Yeah, but that’s not really expression to me. I’m taking on someone else’s idea of what they want me to look like and their brand.

You spoke about straightening and relaxing your hair for years. When did you decide to go natural and what lead you to that point emotionally and mentally?

I decided to go natural about a year and a half ago. What led me to that point was just wanting to be self-defined; wanting to be authentic. I never felt like myself when I had weaves or my hair straightened. I thought it looked beautiful because other people thought it looked beautiful. It was tedious; it was hours of labor; it was expensive. I was constantly checking to see if my hair blended in or if it looked “real.” But how can it when it’s not yours? Ultimately, it’s a persona. It’s what led me to writing this piece and where I am now with my activism. I’m looking back and realizing all the ways in which my life has been the result of other people deciding for me and telling me how I should be. Especially as black women—we live in a society based on white privilege, so all of the standards of what is beautiful starts with whiteness. We also live in a male-dominated society, so as black women we have to work hard to fight those intersecting oppressions.

Your experiences within the fashion industry allow you to really flip it on its head. How do you reconcile your activism with your work?

After the election, I wanted to quit modeling because I was just really upset by the results. I realized the damage that this industry does and how it essentially supports and perpetuates the narrative of perfection and “ideal” beauty standards. It profits from making people feel insecure. Your self-esteem is commodified. But we live in a capitalist society and that’s just the way things are done. I was like, ‘I don’t want to be a part of this!’ But then I realized that I have more power if I stay in the industry. If I quit, then there goes the platform. There goes my apartment in Gowanus, because the bills gotta get paid.

Have you been reading at all about the Balenciaga casting allegations? Do you have any comments?

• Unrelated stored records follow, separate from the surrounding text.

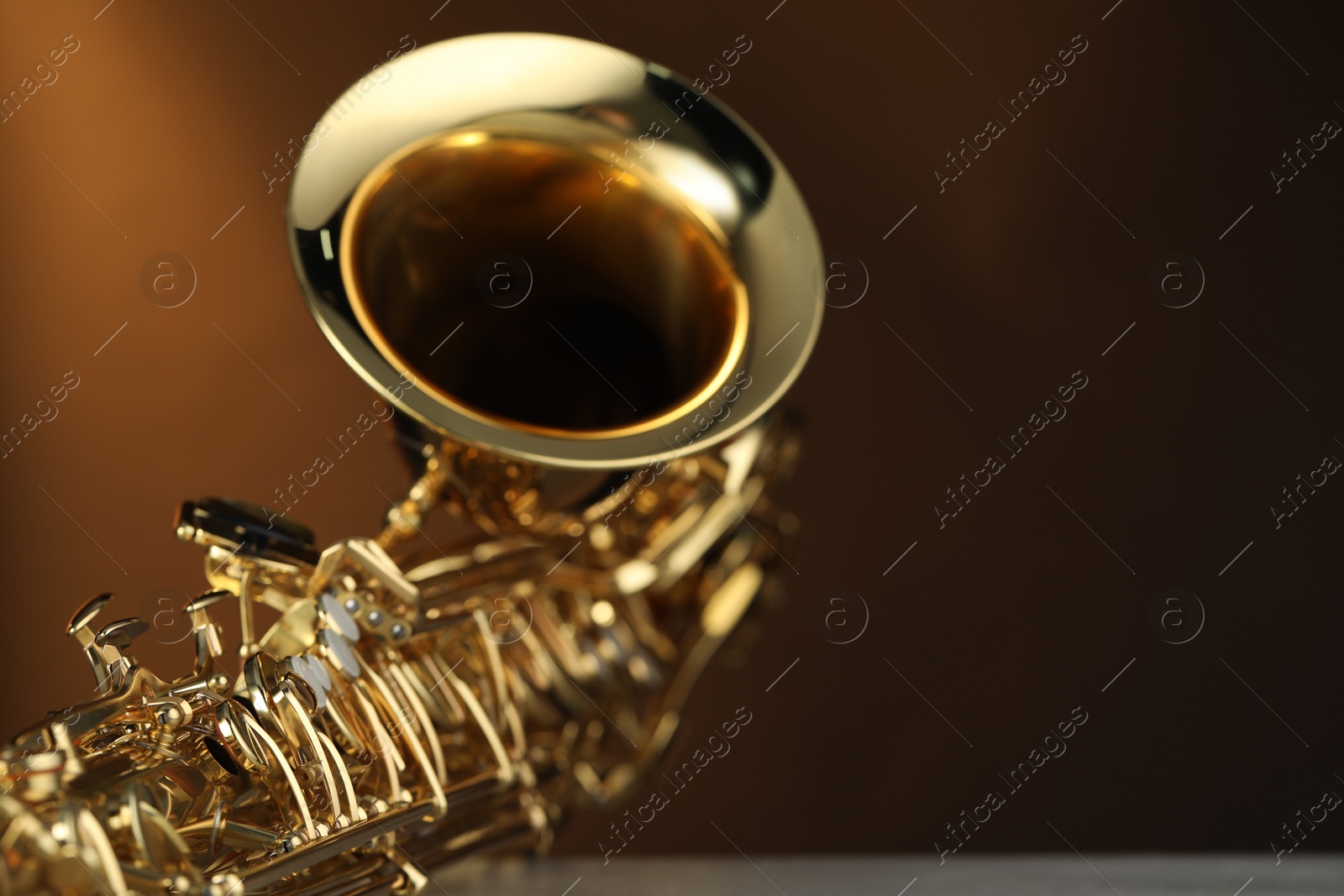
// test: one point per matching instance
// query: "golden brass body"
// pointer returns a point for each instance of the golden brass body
(414, 705)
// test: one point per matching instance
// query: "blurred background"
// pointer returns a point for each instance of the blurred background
(1139, 564)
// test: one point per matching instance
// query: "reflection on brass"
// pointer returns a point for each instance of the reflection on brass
(401, 703)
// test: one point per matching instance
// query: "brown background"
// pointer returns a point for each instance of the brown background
(1005, 284)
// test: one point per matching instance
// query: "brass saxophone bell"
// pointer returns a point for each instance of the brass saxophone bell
(555, 253)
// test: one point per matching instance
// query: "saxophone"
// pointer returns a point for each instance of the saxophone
(582, 284)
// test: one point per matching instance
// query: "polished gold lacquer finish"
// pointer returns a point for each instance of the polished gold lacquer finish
(605, 429)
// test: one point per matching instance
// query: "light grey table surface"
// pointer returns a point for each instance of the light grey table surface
(1131, 875)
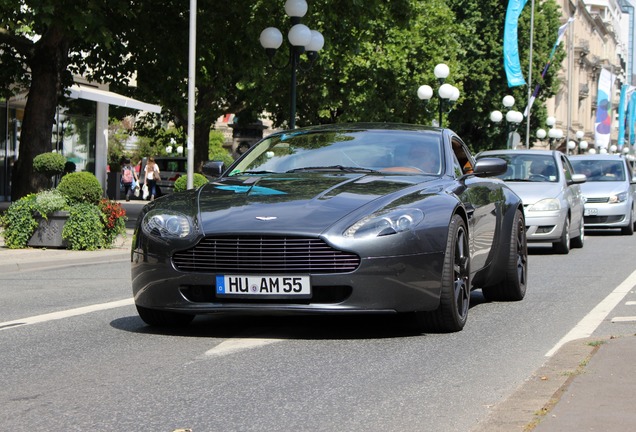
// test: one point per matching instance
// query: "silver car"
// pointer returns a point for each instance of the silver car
(551, 195)
(609, 192)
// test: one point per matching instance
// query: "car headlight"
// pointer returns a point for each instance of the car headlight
(618, 198)
(166, 224)
(549, 204)
(385, 223)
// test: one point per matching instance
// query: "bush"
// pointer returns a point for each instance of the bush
(49, 164)
(80, 187)
(49, 201)
(81, 230)
(113, 219)
(19, 223)
(181, 183)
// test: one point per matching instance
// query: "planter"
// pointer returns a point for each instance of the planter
(49, 232)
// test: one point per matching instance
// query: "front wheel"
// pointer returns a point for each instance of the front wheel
(158, 318)
(513, 285)
(452, 313)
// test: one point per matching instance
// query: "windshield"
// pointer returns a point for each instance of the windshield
(404, 152)
(599, 170)
(529, 168)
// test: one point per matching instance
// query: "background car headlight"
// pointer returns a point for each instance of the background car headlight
(615, 199)
(550, 204)
(166, 224)
(386, 223)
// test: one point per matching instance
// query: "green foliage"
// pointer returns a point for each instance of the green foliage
(18, 222)
(216, 151)
(82, 230)
(80, 187)
(181, 183)
(49, 164)
(49, 201)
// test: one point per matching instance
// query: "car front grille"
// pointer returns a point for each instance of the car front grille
(599, 200)
(253, 255)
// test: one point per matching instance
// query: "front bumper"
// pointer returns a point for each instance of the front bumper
(603, 215)
(386, 284)
(544, 226)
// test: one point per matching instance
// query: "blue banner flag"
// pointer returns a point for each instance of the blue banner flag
(512, 66)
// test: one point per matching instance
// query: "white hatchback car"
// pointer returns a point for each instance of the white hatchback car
(551, 195)
(610, 191)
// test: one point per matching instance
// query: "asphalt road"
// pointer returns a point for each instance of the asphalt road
(85, 361)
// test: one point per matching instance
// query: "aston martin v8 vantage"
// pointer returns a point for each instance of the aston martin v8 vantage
(347, 218)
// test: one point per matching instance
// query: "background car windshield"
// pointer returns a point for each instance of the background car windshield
(408, 152)
(600, 170)
(532, 168)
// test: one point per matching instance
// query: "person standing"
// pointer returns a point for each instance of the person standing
(128, 178)
(152, 175)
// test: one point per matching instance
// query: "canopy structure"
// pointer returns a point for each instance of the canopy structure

James Scully is a hero! It takes guts to speak out. I’ve sat through those castings—they’re ridiculous. Why are we not being treated like human beings? It’s disgusting. That’s abuse. Some of these girls are also 15 and 16 years old and this is their first time leaving their hometowns and they have to endure this. It’s sick.

Growing up, you read fashion magazines but didn’t see women you could relate to. So then who did you look up to?

I looked up to musicians like Lauryn Hill, Tupac, Common. They were all conscious. They had the same message that I have now when it comes to oppression and freedom and seeing society for what it is. They taught me the message! I didn’t really look up to models. There was Tyra [Banks] and Naomi [Campbell], but they looked like Barbies to me. And I didn’t look like a Barbie.

How would you describe your personal style today?

I like being comfortable, but I also like to get sexy! I love cleavage. I love side-boob. I left the house this morning being like, ‘Damn, I feel sexy! I’m about to kill this interview.’ I do it for me.

Have you read any books that influenced your thought process?

The Four Agreements. Everyone should read it. It talks about allowing yourself to get over past experiences and getting power from that place. It asks: What and who would you be if the world never told you you couldn’t? And The Alchemist because man, my life is literally just magic! [Laughs.]

You’re making it happen for yourself, though.

Definitely. I didn’t come from a privileged background. I didn’t have the money or the resources to just do what I wanted to do—I had to hustle for it. When I first started modeling, I didn’t have any money. I used to go to Urban Outfitters—they have an excellent return policy—and I would buy clothes for test shoots and then return them. Now, you go to any Urban Outfitters across the nation and you’ll see my face.

What do you like to do for “me-time?”

I have to have a lot of me-time because I give a lot. In order to do what I do, I have to recharge and make sure it’s coming from an authentic place and the best place. I have to center myself; I can’t be around people all the time. I like to just sit and pray and meditate.

What are some goals that you have moving forward?

Well, my book. That’s the goal. I think it’s the best thing that I can give to the world.